Open AccessMelanoma With Loss of BAP1 Expression in Patients With No Family History of BAP1-Associated Cancer Susceptibility Syndrome: A Case Series
Author(s) -
Phyu P. Aung,
Priyadharsini Nagarajan,
Michael T. Tetzlaff,
Jonathan L. Curry,
Guilin Tang,
Zied Abdullaev,
Svetlana Pack,
Doina Ivan,
Víctor G. Prieto,
Carlos A. TorresCabala
Publication year - 2019
Publication title -
the american journal of dermatopathology/american journal of dermatopathology
Language(s) - English
Resource type - Journals
SCImago Journal Rank - 0.454
H-Index - 73
eISSN - 1533-0311
pISSN - 0193-1091
DOI - 10.1097/dad.0000000000001217
Subject(s) - bap1 , medicine , melanoma , family history , germline mutation , cancer syndrome , cancer , germline , dermatology , pathology , cancer research , mutation , biology , gene , biochemistry
The presence of multiple BAP1-negative melanocytic neoplasms is a hallmark of familial cancer susceptibility syndrome caused by germline mutations in BAP1. Melanocytic tumors lacking BAP1 expression may also present as sporadic lesions in patients lacking a germline BAP1 mutation.

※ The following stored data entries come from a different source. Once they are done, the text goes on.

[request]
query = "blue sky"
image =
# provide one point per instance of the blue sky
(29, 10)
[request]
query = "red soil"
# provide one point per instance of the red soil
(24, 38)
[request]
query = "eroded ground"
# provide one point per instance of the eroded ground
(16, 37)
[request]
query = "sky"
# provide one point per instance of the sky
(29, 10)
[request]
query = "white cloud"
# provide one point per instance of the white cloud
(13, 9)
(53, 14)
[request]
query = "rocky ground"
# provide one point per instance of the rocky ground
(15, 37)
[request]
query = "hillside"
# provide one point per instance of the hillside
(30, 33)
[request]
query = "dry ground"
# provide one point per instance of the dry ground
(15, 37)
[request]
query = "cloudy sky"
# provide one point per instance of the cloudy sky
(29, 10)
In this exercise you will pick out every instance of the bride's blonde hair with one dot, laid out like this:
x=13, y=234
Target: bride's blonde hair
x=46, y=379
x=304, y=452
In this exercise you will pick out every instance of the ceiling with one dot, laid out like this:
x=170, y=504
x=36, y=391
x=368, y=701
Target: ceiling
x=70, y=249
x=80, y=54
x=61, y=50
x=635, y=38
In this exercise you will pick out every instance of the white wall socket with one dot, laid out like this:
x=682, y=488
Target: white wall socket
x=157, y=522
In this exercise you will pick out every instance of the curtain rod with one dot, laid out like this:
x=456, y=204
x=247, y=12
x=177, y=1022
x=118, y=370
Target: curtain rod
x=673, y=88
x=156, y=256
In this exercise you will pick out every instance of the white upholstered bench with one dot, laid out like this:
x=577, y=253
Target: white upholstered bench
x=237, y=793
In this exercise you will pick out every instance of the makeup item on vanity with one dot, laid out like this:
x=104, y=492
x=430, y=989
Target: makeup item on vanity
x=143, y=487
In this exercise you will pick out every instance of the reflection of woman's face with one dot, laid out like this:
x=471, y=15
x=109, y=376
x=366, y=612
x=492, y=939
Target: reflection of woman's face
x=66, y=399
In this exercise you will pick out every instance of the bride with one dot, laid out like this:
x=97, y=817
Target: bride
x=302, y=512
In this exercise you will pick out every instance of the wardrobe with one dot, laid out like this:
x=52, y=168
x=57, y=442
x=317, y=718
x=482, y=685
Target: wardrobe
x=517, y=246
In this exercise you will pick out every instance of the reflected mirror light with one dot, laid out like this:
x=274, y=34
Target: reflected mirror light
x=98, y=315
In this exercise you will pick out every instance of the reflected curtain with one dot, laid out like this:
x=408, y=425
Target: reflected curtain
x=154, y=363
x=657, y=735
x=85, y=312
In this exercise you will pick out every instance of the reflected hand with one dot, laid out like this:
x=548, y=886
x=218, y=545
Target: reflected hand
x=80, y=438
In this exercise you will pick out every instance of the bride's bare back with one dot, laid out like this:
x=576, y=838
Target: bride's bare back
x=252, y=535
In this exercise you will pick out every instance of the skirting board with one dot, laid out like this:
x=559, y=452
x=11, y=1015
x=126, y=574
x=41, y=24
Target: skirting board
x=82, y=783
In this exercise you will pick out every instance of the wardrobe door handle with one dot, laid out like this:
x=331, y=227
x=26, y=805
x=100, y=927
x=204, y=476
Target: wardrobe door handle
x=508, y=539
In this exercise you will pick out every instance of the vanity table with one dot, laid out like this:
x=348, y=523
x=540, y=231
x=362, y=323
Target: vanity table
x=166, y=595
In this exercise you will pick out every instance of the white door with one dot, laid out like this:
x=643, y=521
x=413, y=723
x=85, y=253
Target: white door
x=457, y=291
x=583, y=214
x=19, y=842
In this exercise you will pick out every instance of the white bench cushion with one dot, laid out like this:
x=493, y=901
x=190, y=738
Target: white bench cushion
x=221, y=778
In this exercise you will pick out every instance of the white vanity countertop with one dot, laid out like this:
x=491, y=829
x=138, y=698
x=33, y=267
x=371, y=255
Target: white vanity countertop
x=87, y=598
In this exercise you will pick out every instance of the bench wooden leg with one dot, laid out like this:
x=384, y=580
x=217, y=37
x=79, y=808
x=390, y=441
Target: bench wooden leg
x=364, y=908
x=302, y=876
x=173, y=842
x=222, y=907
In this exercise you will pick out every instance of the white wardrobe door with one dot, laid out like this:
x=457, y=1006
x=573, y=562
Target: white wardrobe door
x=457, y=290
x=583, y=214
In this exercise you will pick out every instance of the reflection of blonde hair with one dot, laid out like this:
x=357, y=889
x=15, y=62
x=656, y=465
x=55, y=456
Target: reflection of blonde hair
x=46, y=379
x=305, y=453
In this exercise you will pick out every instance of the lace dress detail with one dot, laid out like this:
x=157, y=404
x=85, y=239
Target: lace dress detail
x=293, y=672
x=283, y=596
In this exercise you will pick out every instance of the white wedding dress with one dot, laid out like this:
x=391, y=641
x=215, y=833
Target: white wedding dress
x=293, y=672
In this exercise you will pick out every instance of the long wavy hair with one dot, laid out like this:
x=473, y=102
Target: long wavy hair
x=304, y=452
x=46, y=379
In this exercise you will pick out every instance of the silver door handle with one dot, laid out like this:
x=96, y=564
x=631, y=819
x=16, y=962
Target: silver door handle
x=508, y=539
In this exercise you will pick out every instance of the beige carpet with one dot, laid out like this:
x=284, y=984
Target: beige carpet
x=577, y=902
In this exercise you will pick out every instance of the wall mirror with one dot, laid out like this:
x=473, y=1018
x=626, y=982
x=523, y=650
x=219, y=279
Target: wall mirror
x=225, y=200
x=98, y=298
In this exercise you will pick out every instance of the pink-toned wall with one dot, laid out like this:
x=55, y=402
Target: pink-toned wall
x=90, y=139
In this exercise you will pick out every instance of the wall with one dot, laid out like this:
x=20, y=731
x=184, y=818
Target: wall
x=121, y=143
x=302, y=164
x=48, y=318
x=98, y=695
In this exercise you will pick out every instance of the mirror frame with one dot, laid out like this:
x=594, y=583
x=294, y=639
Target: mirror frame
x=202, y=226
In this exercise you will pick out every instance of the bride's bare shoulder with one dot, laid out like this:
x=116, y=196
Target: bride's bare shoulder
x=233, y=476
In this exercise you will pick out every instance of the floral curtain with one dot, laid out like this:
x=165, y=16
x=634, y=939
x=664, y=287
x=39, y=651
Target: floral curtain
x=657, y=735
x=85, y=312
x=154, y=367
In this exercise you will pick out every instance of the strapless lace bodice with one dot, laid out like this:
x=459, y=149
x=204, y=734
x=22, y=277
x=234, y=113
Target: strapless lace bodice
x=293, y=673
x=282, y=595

Here, we report histomorphologic and clinical characteristics of cutaneous melanomas with loss of BAP1 expression in 4 patients with no known history of BAP1-associated cancer susceptibility syndrome. The lesions were nodular melanomas composed predominantly of intradermal large epithelioid (Spitzoid) melanocytes with nuclear pseudoinclusions as well as scattered multinucleated cells, arising in association with a typical intradermal nevus. Of the 4 patients, only 1 had recurrence. This patient had multiple recurrences with in-transit and regional lymph node metastases. To the best of our knowledge, this is the first reported series of cutaneous melanomas with loss of BAP1 expression arising in patients without a family history of cancer.